И Нарыжный по давно обдуманному плану изложил историю о запрятанном зерне так, как будто по недосмотру весовщика и кладовщика было засыпано в семенной фонд лишних сто двадцать центнеров озимой пшеницы. Затем все семенное зерно было заново перевешено и найденные излишки временно, под расписку, розданы колхозникам. (При этом Нарыжный вынул из кармана смятый лист бумаги с фамилиями и подписями.)
— Тут вся каша и заварилась, — заключил Нарыжный.
— Но хлеб сдали государству? — спросил Хохлаков.
— В ту же ночь.
— Так чего ж еще нужно было Тутаринову?
— А кто ж его знает? Прилетел на машине. По всему видно, личность моя ему не понравилась. — Нарыжный весь сжался, лицо его потемнело и постарело. — Работал, работал, старался, ночи недосыпал. Помнишь, Федор Лукич, как мы в войну? Последнее зерно везли. А теперь — не гожусь?
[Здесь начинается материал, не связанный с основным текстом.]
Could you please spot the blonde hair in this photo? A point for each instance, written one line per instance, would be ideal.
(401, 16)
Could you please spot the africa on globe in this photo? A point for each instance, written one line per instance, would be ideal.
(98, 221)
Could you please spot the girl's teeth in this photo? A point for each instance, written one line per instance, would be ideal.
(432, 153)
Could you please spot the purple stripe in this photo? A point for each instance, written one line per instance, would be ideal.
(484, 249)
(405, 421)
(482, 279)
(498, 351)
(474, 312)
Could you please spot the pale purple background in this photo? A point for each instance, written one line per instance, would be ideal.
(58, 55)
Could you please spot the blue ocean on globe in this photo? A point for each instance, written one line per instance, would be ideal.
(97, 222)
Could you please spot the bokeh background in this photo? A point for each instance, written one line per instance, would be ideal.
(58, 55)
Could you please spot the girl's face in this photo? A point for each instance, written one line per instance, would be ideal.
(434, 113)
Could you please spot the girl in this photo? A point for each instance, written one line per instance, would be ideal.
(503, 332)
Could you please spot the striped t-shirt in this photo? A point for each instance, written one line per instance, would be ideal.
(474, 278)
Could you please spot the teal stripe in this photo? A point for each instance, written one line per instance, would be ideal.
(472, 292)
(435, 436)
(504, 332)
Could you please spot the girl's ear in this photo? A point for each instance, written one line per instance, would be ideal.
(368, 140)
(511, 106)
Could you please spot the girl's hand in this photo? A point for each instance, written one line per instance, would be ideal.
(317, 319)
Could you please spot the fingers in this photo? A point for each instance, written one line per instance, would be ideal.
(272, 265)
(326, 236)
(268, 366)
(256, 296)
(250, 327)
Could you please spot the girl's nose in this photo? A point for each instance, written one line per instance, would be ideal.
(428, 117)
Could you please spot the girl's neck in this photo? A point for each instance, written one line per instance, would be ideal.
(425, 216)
— За то, что мы в войну самоотверженно трудились, нам спасибо говорили бойцы. — Федор Лукич тяжело поднялся и, не глядя на Нарыжного, зло сказал: — Сколько я тебя, старого черта, учил — не шути с государством, а ты таким же дураком и остался. Я тебя берег, ценил, а Тутаринов из тебя знаешь что сделает. Весовщик виноват! По недосмотру! Знаю я тебя, и мне тут нечего чертовщину плести!
— Пособи, выручи, Федор Лукич, — взмолился Нарыжный, и в глазах его Хохлаков увидел слезы. — Десять же лет в руководстве.
— Некрасивая история, — как бы про себя сказал Хохлаков. — Но я похлопочу.
В кабинете у Кондратьева сидели вызванные на бюро Семен Гончаренко и Иван Родионов. Гремя палкой, Хохлаков, не взглянув на посетителей, прошел к столу и подал Кондратьеву руку.
— Здорово, Николай Петрович. У меня к тебе дело.
— Присаживайся. Вот кончу с товарищами, — сказал Кондратьев и обратился к Семену и Родионову: — Меня не уверяйте. Но на бюро вы должны сказать точно: будет готов канал к апрелю?